CORVALLIS - Cattle ranchers and environmentalists should consider joining forces rather than fighting each other. Meat producers had better start taking vegetarians seriously. And students who plan to pursue careers in livestock production should listen to animal rights activists.
Those are among the assertions in a new edition of a textbook by Peter Cheeke, a 30-year veteran of Oregon State University's Department of Animal Sciences.
In the second edition of his 1993 text, which was titled "Impacts of Livestock Production on Society, Diet-Health and Environment," the OSU professor calls on colleagues, students and practitioners in animal agriculture to examine the ethics and practicality of mass production of meat. The new title is "Contemporary Issues in Animal Agriculture."
The book's purpose, Cheeke said, is to involve more animal agriculture students and professionals in the debate over society's use of animals for meat and other products.
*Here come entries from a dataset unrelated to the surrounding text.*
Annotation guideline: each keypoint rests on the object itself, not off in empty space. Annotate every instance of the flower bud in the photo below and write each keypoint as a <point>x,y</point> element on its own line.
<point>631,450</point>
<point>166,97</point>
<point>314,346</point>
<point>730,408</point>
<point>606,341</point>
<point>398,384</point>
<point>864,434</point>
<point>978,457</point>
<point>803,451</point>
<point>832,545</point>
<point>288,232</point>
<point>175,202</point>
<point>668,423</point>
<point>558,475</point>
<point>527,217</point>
"Because I believe that public concern about the ethics of so-called factory farming is a precipitating factor in causing people to be turned off by modern livestock production techniques, it is appropriate to discuss intensive animal agriculture," Cheeke writes.
The book takes a look at such topics as:
Cheeke said he expects criticism of the text from some in the animal agriculture community.
He and an OSU colleague, animal science professor Steve Davis, who teaches a course in agricultural issues based on Cheeke's text, said they have already come under fire from some colleagues for views expressed in an article they co-wrote and published in magazines and The Oregonian, a Portland newspaper.
The article urged cattle ranchers and environmentalists to consider pursuing common goals such as opposing the industrialization and globalization of animal agriculture, as well as the conversion of "cattle ranches and wildlife habitat to condominium sites, summer homes, ski lodges, and suburbs."
"Do we want to have our meat provided by swine megafarms, chicken factories and beef factories, located (perhaps overseas) where feed, water, labor and waste disposal costs are lowest for the shareholders of multinational food companies?" Cheeke and Davis wrote in the article.
"Is western cattle ranching destined to the same fate as sheep ranching?" they asked. "One of the most positive things that cattle ranchers could do to ensure their survival in the face of competition from industrial production of animal protein is to make peace with environmentalists.
"As the most vocal and committed opponents of industrialized animal agriculture and development of rural land, they (environmentalists) may indeed be among the ranchers' best friends."
The authors also suggested that urbanization of the west will have far greater negative environmental consequences than cattle ranching ever has or will have.
"Swiss dairy farmers are subsidized so that tourists can see Brown Swiss cows on mountain meadows," they wrote. "Subsidized grazing fees, though often criticized, may be a small price to pay for the preservation of rangelands and wildlife habitat."
The next edition of Cheeke's text urges persons interested in the future of the animal agriculture industry to study controversial issues as a matter of practical survival. For example, he says, by addressing "the hard questions" OSU may prompt its agriculture students to come up with answers.